President Emmanuel Macron has promised French-Israeli families to bring their loved ones home: "France will never abandon its children."
The extent to which the fate of the hostages will influence military planners is unclear, and there is also domestic pressure on Israel's leaders.
Amir Bar Shalom compares the situation to the 1972 Munich Olympics, when Palestinian gunman seized Israeli athletes and killed 11 people.
An operation was launched to find and kill everyone involved in the attack and he believes the government will want to hunt down all those behind the kidnappings.
Rescuing so many people held in different areas of Gaza may prove beyond the commandos of Israel's elite unit Sayeret Matkal. Hamas has already threatened to shoot hostages as a deterrent to Israeli attack.
In 2011, Israel exchanged more than 1,000 prisoners for the release of a soldier, Gilad Shalit, held by Hamas for five years. But Israel will think twice before another big prisoner release, because one of the men freed in that swap was Yahya Sinwar, who has since become Hamas's political leader in Gaza.
Neighbours watching closely
What could also affect the duration and outcome of a ground offensive is how Israel's neighbours react.
It may face increasing demands from Egypt, which shares a border with Gaza and is already pushing for aid to be allowed through its Rafah border crossing.
"The more that Gazans suffer following the Israeli military campaign, the more pressure Egypt will face, to appear as if it has not turned its back on the Palestinians," says Ofir Winter of Israel's Institute for National Security Studies.
But that will not stretch to Cairo allowing a mass crossing of Gazans into Egypt or acting militarily against Israel on their behalf, he believes.
Israel's northern border with Lebanon is under close scrutiny too.
So far there have been several cross-border attacks involving Islamist militant group Hezbollah, but they have not amounted to a new front against Israel.

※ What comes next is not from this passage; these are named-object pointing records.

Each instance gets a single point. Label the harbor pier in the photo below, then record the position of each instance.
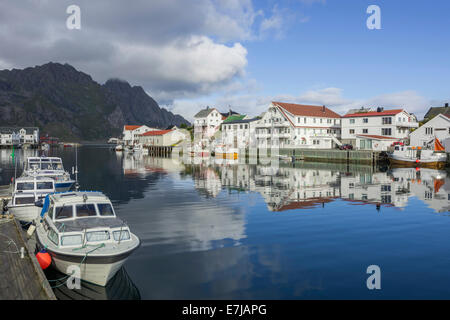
(159, 151)
(21, 277)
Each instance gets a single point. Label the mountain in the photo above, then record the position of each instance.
(67, 103)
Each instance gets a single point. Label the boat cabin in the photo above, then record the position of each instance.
(28, 190)
(44, 163)
(75, 219)
(34, 184)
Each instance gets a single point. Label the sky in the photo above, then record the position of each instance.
(243, 54)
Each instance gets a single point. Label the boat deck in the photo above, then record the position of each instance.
(20, 278)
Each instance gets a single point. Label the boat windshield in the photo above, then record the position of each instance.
(24, 200)
(71, 240)
(64, 212)
(85, 210)
(46, 166)
(44, 185)
(24, 186)
(105, 209)
(57, 166)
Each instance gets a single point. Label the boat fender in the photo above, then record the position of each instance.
(31, 230)
(44, 259)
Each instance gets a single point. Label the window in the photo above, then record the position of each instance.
(71, 240)
(85, 210)
(121, 235)
(105, 209)
(53, 236)
(46, 166)
(44, 185)
(387, 120)
(386, 131)
(25, 200)
(63, 212)
(97, 236)
(22, 186)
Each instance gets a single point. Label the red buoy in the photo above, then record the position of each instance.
(44, 259)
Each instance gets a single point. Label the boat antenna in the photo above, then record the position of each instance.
(77, 185)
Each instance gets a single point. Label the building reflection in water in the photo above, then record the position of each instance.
(309, 185)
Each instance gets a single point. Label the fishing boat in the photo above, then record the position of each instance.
(27, 191)
(81, 229)
(418, 157)
(51, 167)
(140, 148)
(286, 158)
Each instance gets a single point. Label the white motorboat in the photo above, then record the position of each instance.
(419, 157)
(51, 167)
(27, 191)
(80, 229)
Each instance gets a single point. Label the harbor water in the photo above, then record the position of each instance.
(224, 230)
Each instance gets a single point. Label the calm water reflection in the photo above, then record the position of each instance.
(223, 230)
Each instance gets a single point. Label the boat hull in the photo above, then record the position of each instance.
(96, 269)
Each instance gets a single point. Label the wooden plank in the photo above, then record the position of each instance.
(20, 278)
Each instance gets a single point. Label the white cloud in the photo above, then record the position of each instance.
(254, 103)
(173, 50)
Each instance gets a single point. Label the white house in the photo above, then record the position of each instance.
(438, 127)
(207, 123)
(377, 130)
(131, 133)
(288, 125)
(239, 132)
(29, 135)
(162, 138)
(9, 137)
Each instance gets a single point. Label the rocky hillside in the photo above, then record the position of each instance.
(67, 103)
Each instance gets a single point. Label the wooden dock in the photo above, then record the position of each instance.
(20, 278)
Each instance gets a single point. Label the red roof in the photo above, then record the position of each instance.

Iran, Hezbollah's main sponsor, is already threatening to launch "new fronts" against Israel. They were the focus of US President Joe Biden's warning this week, when he said: "To any country, any organisation, anyone thinking of taking advantage of this situation, I have one word: Don't!"
A US aircraft carrier has been sent to the Eastern Mediterranean to emphasise that message.

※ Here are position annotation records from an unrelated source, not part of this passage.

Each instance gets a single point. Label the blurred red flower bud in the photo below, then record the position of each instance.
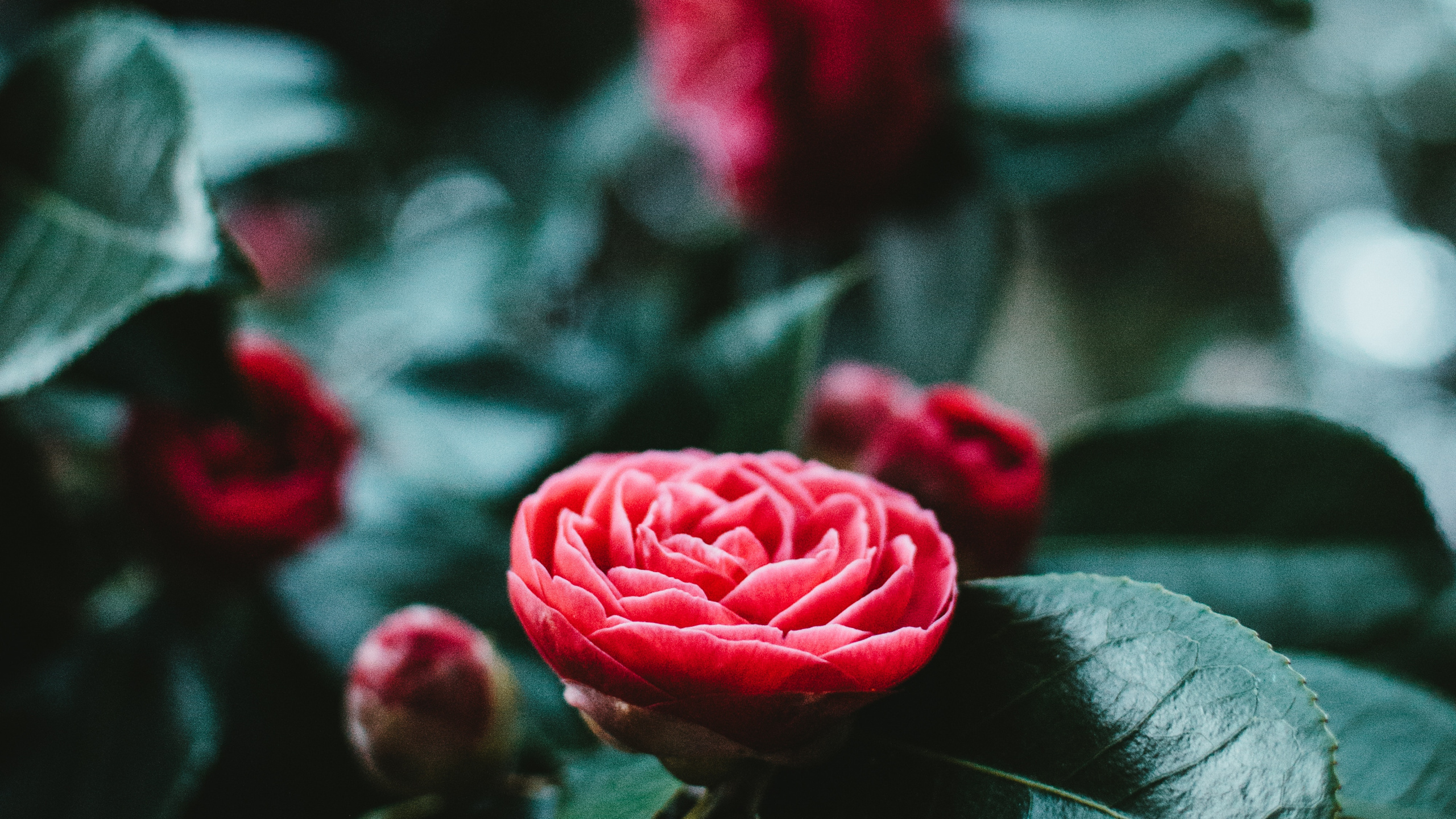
(282, 239)
(804, 113)
(848, 404)
(430, 704)
(212, 487)
(973, 462)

What is Israel's endgame for Gaza?
If Hamas were to be significantly weakened, the question is what would go in its place.
Israel pulled its army and thousands of settlers out of the Gaza Strip in 2005 and will have no intention to return as an occupying force.
Ofir Winter believes a shift in power could potentially pave the way for the gradual return of the Palestinian Authority (PA), kicked out from Gaza by Hamas in 2007. The PA, which is not a militant group, currently controls parts of the West Bank.
Egypt too would welcome a more pragmatic neighbour, he argues.
Gaza's devastated infrastructure will ultimately have to be rebuilt in the way it was after earlier wars.
Even before Hamas's atrocities in Israel there were tight restrictions on "dual-use goods" entering Gaza that could have a military as well as a civilian role. Israel will want to impose even heavier restrictions.
There have been calls for a wide buffer zone along the fence with Gaza to provide greater protection for Israeli communities. A former head of its Shin Bet security service, Yoram Cohen, believes a 2km (1.25-mile) "shoot-on-sight" zone will be needed to replace the existing zone.
Whatever the outcome of the war, Israel will want to ensure a similar attack never happens again.